Tuesday, May 25, 2010

Control Dynamic Range With ND Grad Filters

Control Dynamic Range With ND Grad Filters ( Pictured above , Cokin Neutral Density Graduated Filters plus Polarizing Filter a must have for any landscape Photographer)From left to right. Circular Polarizer, ND 8(4 stop) hard edge , ND 8(4 stop) soft edge, ND 4(2 stop) soft edge, ND 2(1 stop) soft edge.
This shot was taken at Spanish Banks , above without any filters and you can see all detail is lost in the sky. Below I tamed the contrast with a ND 8(4 stop) Hard edge Grad Filter plus Polarizer. F22 @ 3.5 sec . iso 100
One of the questions I get asked the most is how do you get such dramatic Sky's with out losing color and detail in the for ground ? The answer , Graduated Neutral Density Filters . The problem we face as Photographers is controlling the dynamic range of light from your brightest highlights to your darkest shadows in one exposure. Unfortunately our camera sensors will not record a drastic Raing of light as our eye sees. what happens is you see a great sunset seen and you take the shot only to review and see nothing as you remember it . Either your sky is bright and washed out or you are left with a nice sky but a black dark colorless for ground . If only there was a way to control this, and there is !

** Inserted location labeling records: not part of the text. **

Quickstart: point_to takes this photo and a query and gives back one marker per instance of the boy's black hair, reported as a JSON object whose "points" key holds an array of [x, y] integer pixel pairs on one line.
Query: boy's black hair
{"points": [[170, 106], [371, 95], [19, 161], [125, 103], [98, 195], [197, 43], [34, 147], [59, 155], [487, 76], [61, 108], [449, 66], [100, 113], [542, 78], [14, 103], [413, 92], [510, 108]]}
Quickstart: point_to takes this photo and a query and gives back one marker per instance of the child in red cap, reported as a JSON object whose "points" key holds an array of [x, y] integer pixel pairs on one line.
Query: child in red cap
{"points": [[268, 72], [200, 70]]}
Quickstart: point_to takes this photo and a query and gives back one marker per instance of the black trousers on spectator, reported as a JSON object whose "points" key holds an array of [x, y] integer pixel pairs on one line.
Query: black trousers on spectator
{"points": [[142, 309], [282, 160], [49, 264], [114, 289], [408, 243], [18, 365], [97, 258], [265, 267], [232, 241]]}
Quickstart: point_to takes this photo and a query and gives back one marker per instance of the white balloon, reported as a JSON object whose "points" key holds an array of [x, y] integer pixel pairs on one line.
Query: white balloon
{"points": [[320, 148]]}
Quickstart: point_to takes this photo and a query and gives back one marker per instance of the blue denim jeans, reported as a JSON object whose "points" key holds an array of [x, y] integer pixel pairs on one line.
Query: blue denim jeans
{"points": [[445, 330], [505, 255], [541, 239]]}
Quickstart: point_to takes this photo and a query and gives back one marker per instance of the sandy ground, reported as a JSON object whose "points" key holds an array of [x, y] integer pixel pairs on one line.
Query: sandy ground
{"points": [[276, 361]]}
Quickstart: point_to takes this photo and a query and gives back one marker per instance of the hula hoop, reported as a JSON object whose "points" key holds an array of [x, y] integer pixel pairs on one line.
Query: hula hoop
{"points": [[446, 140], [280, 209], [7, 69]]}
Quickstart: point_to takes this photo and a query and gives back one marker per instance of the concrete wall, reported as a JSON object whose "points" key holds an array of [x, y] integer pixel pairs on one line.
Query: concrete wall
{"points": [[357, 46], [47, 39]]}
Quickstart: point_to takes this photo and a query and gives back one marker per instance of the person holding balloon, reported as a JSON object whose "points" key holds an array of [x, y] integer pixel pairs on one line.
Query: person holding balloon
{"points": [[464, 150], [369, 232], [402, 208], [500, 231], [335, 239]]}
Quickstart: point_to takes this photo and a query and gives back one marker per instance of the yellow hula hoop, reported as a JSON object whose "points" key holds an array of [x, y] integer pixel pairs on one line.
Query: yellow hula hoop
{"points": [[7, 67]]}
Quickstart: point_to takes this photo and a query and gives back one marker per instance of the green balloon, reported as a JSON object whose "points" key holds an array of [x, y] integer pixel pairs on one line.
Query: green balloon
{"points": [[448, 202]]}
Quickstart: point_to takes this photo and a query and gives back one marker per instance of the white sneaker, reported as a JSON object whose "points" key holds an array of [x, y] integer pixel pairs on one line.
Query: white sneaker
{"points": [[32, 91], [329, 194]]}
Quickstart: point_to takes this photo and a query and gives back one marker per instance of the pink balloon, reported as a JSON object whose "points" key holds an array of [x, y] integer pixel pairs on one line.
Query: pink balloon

Graduated Neutral Density filter are filters which we hold in front of the lens , they are dark with a neutral grey color on the top half and clear on the bottom half. When I take a shot I can review and see were I have lost detail ( usually in the sky ) I can use the cameras light meter to calculate the difference in stops between the Highlights and shadowes . Once I have done this I will be left with a for ground full of color and detail , The sky will be washed out , now I place the filter in front of the lens using the darker side on top . You will be able to see the change immediately through the view finder. The sky will be brought back to life in all its glory and color!

These filters come in a range from very dark 4 stop to slightly dark 1 stop . The edge of the dark tint will be made with a soft edge ( more gradual change from dark to clear ) or a hard edge ( a very sharp change from dark to clear) . Both have advantages , a straight horizon line with out many obstructions would work well with a hard edge , on the other hand shooting a mountain seen would work great with the soft edge in order not to darken the mountains to much. Cokin and Sing Ray are two company's that specialize in these types of filters , they both make a wide range. Also note that a good circular polarizing filter is also a must to cut glare and saturate color . I also use a stable tripod and a remote release ( the remote release fires the shutter with out me touching the camera) to ensure tack sharp shots especially at slow shutter speeds.
I hope this is a tip that we can all use to help us achieve better Land Scape Photographs , Now just get out there and shoot !!